LNG is a central part of the Trump administration’s energy diplomacy and would make sense as a target for France in the trade dispute, said Clayton Allen, senior vice president at Height with a focus on trade and geopolitics, in an interview.

“It has become very evident that the Trump administration is dealing with realpolitik, and it has become advantageous for countries to respond in kind,” Allen said.

Environmental group Les Amis de la Terre France, which was pressuring the French government to abandon the agreement, told Platts that the ministry had not taken an official position to oppose the project and that the Engie’s board might reconsider it. The French ministry declined to comment.

The LNG trading group, however, considered controlling methane emissions the main factor behind the delay.

“We’ve been saying for some time that an apple-to-apple comparison of natural gas sources is going to be essential for all of us in order to continue to advocate for US LNG,” said Riedl. “The fact that we see a deal now being delayed due to real or perceived concerns about US mining methods is something that obviously needs to be dealt with and dealt with fairly quickly. “

The EU released a methane strategy on October 14 that included the possibility of setting binding minimum standards for imported fossil gas in the economic bloc, which has been a key outlet for US LNG. The methane strategy did not go as far as some experts had anticipated, for example by setting sustainability performance standards for imported fuels.

NextDecade has touted measures in recent months to reduce the environmental impacts of its project, the Rio Grande LNG Export Terminal Project in Brownsville, Texas. In July, the developer announced plans to ditch a sixth train at Rio Grande LNG, saying it could reach the same total production capacity of 27 million tonnes of LNG per year with five trains.

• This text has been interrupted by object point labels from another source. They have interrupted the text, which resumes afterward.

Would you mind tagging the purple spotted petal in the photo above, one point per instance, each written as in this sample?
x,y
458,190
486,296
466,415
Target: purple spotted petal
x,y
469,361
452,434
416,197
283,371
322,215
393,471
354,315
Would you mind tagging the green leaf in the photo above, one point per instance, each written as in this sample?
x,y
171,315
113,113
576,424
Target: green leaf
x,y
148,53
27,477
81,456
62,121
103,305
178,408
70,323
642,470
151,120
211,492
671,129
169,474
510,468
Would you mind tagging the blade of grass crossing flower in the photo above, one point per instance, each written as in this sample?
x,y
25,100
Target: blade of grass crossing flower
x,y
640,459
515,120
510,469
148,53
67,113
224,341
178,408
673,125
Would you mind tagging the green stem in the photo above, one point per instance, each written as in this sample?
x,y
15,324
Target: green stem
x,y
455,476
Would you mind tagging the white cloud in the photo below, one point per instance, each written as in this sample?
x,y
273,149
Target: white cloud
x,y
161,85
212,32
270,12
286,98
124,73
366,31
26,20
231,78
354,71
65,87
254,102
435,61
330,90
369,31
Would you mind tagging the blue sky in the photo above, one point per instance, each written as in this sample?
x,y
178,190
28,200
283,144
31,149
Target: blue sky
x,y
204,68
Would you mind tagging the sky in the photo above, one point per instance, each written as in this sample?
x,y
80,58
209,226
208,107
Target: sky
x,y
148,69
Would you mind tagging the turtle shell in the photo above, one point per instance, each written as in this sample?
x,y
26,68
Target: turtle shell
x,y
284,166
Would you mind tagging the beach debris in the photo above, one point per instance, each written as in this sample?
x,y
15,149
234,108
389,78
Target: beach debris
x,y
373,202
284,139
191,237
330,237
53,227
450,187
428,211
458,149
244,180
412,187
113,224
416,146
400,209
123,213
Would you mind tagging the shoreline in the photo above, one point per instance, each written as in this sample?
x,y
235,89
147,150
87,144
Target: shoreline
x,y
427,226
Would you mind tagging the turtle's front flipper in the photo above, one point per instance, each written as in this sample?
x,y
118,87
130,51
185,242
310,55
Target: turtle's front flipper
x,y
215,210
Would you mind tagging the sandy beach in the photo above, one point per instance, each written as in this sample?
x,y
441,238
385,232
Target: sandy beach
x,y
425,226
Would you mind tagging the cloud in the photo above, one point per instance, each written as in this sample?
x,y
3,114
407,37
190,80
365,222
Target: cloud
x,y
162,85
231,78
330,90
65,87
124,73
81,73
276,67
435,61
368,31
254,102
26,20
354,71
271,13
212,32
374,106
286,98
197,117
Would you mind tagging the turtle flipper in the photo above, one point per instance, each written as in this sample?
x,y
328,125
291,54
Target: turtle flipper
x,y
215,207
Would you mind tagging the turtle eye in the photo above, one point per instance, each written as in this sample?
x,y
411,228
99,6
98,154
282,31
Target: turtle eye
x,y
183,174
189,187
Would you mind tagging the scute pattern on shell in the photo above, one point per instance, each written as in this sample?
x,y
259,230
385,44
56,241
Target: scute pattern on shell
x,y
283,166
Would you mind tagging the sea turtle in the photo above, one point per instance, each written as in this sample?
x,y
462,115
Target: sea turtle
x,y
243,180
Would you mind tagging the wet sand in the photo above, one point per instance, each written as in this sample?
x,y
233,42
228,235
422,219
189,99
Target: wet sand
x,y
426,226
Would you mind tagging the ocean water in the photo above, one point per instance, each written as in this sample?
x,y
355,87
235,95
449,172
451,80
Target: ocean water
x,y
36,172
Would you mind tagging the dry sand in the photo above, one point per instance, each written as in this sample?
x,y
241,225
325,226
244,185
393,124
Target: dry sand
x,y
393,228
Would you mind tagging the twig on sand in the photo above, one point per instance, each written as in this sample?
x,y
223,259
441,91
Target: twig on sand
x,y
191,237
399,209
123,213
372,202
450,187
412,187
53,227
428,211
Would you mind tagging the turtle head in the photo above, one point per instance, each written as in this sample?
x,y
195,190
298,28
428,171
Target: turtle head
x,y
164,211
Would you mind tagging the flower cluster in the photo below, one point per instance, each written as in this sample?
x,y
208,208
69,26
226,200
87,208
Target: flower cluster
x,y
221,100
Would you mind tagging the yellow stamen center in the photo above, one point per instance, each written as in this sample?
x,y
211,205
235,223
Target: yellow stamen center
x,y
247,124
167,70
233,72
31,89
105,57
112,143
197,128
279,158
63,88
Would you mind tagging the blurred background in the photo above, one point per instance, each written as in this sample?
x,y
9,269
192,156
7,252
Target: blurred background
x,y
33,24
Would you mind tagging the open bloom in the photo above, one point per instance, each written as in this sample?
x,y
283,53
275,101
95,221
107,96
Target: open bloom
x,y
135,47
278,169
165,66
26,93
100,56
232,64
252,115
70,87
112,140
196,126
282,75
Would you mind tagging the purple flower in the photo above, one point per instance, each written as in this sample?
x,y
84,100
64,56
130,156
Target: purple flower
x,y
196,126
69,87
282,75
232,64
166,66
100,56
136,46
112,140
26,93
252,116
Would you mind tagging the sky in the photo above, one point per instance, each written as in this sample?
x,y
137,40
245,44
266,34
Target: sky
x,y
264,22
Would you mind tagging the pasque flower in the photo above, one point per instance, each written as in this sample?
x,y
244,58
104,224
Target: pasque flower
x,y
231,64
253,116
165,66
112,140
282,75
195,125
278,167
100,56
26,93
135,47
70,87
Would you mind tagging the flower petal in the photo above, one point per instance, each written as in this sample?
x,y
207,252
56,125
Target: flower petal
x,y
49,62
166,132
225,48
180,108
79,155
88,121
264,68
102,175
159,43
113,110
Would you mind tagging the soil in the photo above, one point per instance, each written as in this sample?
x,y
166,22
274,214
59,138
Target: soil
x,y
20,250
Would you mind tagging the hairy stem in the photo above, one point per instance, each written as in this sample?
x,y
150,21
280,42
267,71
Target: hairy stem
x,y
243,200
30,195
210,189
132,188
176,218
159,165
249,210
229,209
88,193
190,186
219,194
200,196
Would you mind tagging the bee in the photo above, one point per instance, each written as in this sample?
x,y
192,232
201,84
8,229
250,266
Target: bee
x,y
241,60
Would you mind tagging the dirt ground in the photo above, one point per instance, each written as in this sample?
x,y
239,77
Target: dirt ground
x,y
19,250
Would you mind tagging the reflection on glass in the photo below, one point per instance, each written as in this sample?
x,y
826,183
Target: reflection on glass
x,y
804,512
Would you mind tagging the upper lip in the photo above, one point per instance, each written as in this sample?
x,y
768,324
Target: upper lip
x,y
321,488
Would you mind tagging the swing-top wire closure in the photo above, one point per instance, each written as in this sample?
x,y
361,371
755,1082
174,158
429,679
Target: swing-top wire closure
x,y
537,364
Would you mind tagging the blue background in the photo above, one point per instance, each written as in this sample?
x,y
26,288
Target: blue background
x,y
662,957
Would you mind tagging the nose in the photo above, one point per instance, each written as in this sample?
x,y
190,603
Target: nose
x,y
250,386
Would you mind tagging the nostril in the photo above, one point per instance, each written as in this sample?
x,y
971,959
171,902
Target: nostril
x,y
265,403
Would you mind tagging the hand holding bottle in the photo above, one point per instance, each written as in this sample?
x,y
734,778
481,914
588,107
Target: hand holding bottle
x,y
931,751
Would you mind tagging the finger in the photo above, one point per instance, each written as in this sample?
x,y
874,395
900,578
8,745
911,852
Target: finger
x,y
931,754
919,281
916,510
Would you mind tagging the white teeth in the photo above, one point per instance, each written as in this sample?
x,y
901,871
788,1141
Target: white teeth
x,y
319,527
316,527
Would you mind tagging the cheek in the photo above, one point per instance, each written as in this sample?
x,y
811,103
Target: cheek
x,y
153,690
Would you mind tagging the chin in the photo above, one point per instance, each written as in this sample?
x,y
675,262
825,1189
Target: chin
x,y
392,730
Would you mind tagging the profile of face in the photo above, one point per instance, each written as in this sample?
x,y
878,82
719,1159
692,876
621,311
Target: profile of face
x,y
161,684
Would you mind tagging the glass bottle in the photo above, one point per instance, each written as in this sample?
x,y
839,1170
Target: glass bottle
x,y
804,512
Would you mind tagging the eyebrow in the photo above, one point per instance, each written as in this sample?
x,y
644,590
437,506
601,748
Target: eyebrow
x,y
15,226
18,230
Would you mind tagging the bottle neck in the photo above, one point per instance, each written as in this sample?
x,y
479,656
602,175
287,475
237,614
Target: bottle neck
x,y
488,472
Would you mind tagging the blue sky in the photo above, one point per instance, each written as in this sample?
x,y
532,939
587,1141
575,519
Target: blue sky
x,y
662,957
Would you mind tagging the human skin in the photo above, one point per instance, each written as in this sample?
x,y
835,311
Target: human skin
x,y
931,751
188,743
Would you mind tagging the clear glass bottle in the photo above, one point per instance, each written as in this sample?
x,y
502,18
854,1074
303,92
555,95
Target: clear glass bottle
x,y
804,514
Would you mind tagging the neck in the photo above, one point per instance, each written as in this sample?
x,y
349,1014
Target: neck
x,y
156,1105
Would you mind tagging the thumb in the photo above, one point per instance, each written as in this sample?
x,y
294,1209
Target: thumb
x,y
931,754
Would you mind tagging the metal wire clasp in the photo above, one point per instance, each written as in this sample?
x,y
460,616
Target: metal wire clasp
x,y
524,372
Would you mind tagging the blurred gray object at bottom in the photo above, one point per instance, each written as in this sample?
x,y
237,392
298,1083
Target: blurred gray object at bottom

Earlier this month, NextDecade said it would further revamp the project with the goal of achieving carbon neutrality. These plans involve the use of carbon capture and storage technologies to reduce the facility’s greenhouse gas emissions by 90%.

NextDecade declined to discuss Engie in particular, citing a policy against discussing the ongoing trade negotiations. Patrick Hughes, senior vice president of strategy and business development for the company, said in an Oct. 22 statement that the company was in talks with “a significant number of potential customers.”

“Our LNG customers in Europe and around the world are keenly aware of the long-term benefits of purchasing reliable and clean US natural gas,” said Hughes. “NextDecade is proud of its leadership in environmental and social performance, which corresponds to the objectives of many of our customers in the context of the global energy transition. We recently announced that we are aiming for carbon neutrality at Rio Grande LNG, and our work to date confirms that reliable and competitively priced LNG and responsible stewardship of the environment are not mutually exclusive. “

NextDecade is one of many developers of LNG export projects in the United States forced to postpone its goal of making a final investment decision until 2021 amid market uncertainty induced by the coronavirus pandemic . Developers have struggled to sign long-term supply agreements sufficient to secure funding for their multibillion-dollar projects. So far, NextDecade has entered into a 20 year supply agreement with Royal Dutch Shell PLC for 2 Mt / year of LNG. The company said it had to sell an additional 9 Mt / yr under long-term contracts to commercially sanction two or three trains to Rio Grande LNG.

Some market watchers have said that US gas should compare well in emissions terms to alternative supplies to the EU, such as gas piped from Russia, but development in France has created a greater uncertainty as to whether further negotiations between US suppliers and European consumers could fail in the short term over environmental concerns.

“If this happened again in the not-so-distant future, it wouldn’t surprise me,” Riedl said. “Gas not subject to further scrutiny in the future, especially in the EU, seems rather unlikely. “

S&P Global Market Intelligence and S&P Global Platts are owned by S&P Global Inc.